In-Process Python API
GLiClassFactory starts Ray Serve and exposes blocking and asynchronous prediction without HTTP:
from gliclass.serve import GLiClassFactory
with GLiClassFactory(
model="knowledgator/gliclass-edge-v3.0",
device="cuda",
dtype="float16",
) as classifier:
results = classifier.predict(
["Great product!", "Terrible experience."],
labels=["positive", "negative", "neutral"],
)
For async applications, use await classifier.predict_async(...). Concurrent predictions are accumulated by Ray Serve into model batches. The context manager shuts down both the Serve deployment and its Ray runtime.
PolyLoRA Adapter Serving
The serving module can route requests to adapters through PolyLoRA. Install PolyLoRA separately; it is not included in the serve extra:
pip install polylora
Requested adapters must already exist in the adapter store.
Enable adapter serving in YAML:
enable_polylora: true
polylora_adapter_weight_modules: [query, key, value]
polylora_max_rank: 16
polylora_max_gpu_adapters: 8
polylora_max_cpu_adapters: 128
polylora_disk_cache_dir: /var/cache/gliclass/adapters
polylora_base_adapter_id: __base__
Select an adapter by passing adapter_id through the Python client or HTTP request.

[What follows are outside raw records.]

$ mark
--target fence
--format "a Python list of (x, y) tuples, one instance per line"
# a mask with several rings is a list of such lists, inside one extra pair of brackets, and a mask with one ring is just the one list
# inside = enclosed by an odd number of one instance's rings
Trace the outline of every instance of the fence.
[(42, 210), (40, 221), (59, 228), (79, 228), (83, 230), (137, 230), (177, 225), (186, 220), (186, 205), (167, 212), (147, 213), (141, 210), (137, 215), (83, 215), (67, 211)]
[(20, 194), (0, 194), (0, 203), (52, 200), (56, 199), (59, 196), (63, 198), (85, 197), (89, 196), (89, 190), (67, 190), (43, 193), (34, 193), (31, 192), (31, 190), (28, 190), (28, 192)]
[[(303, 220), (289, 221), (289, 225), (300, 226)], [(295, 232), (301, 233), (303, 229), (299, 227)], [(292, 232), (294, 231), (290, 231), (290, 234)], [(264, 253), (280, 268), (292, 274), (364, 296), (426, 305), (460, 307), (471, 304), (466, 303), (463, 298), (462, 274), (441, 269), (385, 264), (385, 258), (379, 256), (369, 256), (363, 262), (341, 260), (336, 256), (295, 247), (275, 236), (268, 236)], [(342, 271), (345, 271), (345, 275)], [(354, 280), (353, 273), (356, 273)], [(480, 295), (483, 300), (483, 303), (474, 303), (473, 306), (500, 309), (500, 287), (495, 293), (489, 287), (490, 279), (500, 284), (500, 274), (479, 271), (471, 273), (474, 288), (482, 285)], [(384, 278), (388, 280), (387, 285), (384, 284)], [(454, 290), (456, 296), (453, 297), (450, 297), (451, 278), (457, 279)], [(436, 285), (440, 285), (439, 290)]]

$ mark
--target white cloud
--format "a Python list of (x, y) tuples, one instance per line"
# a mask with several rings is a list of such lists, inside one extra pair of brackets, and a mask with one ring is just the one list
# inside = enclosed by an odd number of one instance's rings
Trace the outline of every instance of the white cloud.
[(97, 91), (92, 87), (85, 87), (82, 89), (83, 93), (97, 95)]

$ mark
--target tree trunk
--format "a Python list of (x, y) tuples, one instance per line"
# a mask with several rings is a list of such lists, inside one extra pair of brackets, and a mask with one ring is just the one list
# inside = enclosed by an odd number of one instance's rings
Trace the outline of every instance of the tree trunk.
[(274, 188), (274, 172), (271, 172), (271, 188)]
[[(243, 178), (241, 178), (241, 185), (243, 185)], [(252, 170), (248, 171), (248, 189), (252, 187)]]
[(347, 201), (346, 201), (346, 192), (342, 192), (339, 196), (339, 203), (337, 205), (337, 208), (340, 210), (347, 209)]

Omit it to use the base model.
Inspect the adapter cache:
status = client.adapter_cache_status()
adapter_status = client.adapter_cache_status("support-domain")
is_cached = client.is_adapter_cached("support-domain")
The equivalent HTTP endpoint is:
curl "http://localhost:8000/gliclass/adapter-cache?adapter_id=support-domain"
Adapter IDs must match the configured polylora_adapter_id_pattern; the default accepts 1–128 letters, digits, underscores, periods, and hyphens.
Source Configuration
See the upstream serve_config.yaml and gliclass.serve package for the complete configuration and implementation.